He says it’s just as important to save animals like the hellbender as it is more well-known endangered species such as the Black Rhino or the Mountain Gorilla.
“A lot of people really aren’t super enthusiastic when they see a slimy salamander or a bumpy toad," says Shields. "However, they’re a huge indicator species for the environment around them and they tell us a lot about what’s going on in the wild.”
Georgia Parham is a public affairs specialist for the U.S. Fish and Wildlife Service. She says it can be difficult to convince the public of the need to protect some animals from extinction.
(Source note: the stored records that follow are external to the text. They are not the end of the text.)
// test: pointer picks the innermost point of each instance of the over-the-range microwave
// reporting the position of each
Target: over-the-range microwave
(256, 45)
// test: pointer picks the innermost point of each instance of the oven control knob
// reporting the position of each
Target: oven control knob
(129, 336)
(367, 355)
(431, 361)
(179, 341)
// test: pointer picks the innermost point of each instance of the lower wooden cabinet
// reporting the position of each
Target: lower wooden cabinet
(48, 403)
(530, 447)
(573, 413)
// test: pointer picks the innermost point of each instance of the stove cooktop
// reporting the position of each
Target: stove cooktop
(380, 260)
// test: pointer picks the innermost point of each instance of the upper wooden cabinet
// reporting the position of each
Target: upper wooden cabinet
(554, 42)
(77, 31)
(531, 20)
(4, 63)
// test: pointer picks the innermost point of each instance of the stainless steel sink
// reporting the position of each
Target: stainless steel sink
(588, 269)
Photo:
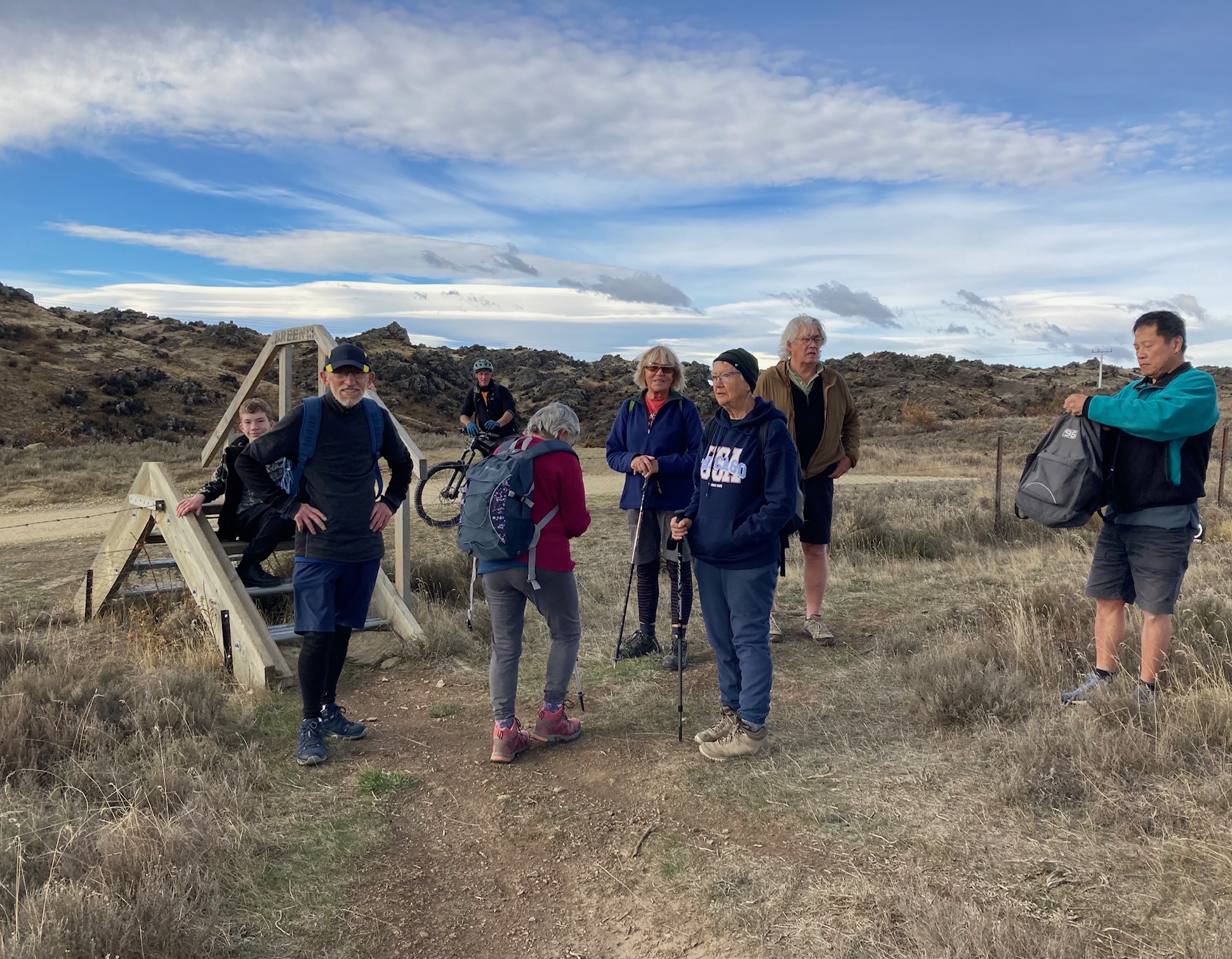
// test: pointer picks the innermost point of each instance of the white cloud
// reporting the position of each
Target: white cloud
(515, 93)
(344, 252)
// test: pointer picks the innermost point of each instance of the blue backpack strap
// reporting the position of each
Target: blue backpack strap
(376, 433)
(310, 429)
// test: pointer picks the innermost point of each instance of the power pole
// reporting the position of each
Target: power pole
(1101, 354)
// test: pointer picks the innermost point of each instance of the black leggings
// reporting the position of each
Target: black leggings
(321, 663)
(648, 591)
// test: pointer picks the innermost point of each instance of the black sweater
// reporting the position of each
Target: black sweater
(336, 480)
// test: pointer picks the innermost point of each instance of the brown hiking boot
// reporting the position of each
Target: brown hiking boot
(720, 729)
(507, 744)
(818, 632)
(741, 741)
(553, 727)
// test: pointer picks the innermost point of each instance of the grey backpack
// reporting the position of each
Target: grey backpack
(497, 499)
(1063, 484)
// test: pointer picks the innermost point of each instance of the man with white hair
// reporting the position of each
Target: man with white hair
(339, 519)
(823, 422)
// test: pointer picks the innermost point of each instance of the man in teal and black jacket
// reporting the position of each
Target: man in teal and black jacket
(1157, 442)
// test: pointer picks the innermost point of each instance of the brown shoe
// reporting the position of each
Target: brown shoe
(739, 743)
(818, 632)
(507, 744)
(726, 722)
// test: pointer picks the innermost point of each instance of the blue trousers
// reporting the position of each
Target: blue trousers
(736, 608)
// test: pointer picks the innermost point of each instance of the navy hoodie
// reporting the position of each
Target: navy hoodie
(743, 494)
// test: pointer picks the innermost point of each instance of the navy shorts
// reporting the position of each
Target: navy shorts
(1143, 565)
(818, 511)
(331, 595)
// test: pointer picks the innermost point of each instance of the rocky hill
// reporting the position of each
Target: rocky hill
(121, 375)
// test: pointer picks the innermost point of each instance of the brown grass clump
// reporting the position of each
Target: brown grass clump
(126, 791)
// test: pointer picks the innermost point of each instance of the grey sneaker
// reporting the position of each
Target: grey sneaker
(741, 741)
(1090, 687)
(818, 632)
(726, 722)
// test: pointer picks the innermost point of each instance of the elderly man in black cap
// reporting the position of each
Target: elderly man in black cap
(334, 443)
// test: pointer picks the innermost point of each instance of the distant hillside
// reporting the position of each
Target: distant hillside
(121, 375)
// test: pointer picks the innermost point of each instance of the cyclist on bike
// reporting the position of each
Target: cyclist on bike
(488, 406)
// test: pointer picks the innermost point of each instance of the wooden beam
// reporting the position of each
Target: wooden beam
(264, 359)
(120, 549)
(208, 572)
(218, 438)
(390, 607)
(286, 383)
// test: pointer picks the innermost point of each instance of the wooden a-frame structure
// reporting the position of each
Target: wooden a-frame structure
(248, 644)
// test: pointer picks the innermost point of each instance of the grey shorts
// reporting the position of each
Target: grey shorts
(656, 535)
(1143, 565)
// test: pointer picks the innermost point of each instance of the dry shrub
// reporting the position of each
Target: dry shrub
(919, 417)
(964, 681)
(868, 531)
(126, 797)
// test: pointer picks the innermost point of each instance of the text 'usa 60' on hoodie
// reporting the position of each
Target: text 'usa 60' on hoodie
(743, 493)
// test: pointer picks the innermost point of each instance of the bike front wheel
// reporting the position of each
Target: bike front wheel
(439, 494)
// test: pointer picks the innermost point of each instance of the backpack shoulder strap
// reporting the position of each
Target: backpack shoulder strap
(310, 429)
(376, 433)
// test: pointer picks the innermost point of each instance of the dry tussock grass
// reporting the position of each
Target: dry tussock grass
(127, 791)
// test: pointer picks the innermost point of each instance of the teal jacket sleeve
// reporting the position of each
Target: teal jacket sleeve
(1186, 407)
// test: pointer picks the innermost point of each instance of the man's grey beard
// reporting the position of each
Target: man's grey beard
(348, 404)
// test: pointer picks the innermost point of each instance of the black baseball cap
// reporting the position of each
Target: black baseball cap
(348, 354)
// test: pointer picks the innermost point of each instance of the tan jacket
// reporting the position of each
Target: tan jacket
(840, 437)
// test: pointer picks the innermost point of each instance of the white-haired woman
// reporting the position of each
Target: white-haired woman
(654, 443)
(823, 422)
(557, 487)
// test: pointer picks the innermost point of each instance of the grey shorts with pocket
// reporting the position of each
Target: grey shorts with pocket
(656, 535)
(1143, 565)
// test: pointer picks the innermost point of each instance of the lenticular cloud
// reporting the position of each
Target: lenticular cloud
(522, 94)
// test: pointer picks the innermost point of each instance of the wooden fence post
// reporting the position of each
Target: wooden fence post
(997, 518)
(1224, 454)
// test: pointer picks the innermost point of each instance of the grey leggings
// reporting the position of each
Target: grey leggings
(557, 602)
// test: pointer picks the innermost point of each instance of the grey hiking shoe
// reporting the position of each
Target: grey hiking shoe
(1090, 687)
(818, 632)
(640, 644)
(739, 741)
(720, 729)
(334, 723)
(311, 750)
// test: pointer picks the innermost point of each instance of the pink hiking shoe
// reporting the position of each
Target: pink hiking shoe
(552, 727)
(507, 744)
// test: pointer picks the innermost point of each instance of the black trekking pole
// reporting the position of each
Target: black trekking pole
(674, 546)
(632, 561)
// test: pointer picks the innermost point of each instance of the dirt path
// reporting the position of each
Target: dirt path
(58, 523)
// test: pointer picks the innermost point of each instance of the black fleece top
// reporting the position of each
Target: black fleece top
(336, 480)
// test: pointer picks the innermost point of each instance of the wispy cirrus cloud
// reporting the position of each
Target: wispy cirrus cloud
(345, 252)
(843, 301)
(385, 79)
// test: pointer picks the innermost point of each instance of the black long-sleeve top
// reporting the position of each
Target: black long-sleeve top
(336, 480)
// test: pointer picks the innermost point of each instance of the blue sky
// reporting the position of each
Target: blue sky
(990, 180)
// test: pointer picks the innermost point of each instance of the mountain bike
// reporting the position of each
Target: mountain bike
(439, 494)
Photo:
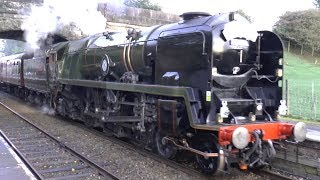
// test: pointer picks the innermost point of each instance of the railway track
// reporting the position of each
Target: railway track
(46, 156)
(178, 166)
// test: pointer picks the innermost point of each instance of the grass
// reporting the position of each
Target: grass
(298, 67)
(303, 76)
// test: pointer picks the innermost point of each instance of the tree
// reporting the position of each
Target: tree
(245, 15)
(302, 27)
(317, 3)
(144, 4)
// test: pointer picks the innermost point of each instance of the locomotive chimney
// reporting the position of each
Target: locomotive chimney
(192, 15)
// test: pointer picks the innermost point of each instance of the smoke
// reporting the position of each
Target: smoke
(53, 15)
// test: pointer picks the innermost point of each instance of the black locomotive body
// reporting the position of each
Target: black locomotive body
(211, 85)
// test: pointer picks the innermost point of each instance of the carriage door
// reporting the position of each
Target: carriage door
(52, 69)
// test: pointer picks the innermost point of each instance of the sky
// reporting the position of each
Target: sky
(264, 12)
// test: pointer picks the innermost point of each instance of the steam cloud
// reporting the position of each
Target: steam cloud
(54, 15)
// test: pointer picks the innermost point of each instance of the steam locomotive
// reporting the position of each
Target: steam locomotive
(211, 85)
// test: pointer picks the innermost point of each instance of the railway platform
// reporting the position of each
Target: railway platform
(11, 166)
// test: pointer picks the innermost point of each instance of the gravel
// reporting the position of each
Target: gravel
(123, 162)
But she says saving all animals—regardless of their cuteness factor—is important because they’re all part of the ecosystems we depend on as humans.
"“Hellbenders, for example, along with other less-known animals like freshwater mussels are very important indicators of water quality," says Parham. "So if you’ve got hellbenders, if you’ve got healthy populations of freshwater mussels, you know that you’re taking care of the water systems that we depend on as well.”
Parham says the reasons animals are endangered varies from species to species, but it almost always can be traced back in some way to human activity.
“You look at the bald eagle and the use of DDT for example," says Parham. "That was a very clear connection. But sometimes things aren’t as clear. But if you look at the threats facing the majority of the species that are on the endangered species list it’s things like habitat loss or overuse or other factors that human activity has contributed to.”
Parham says because humans are responsible for some of the environmental changes leading to the decline of other species, humans can also make changes to help these animals survive.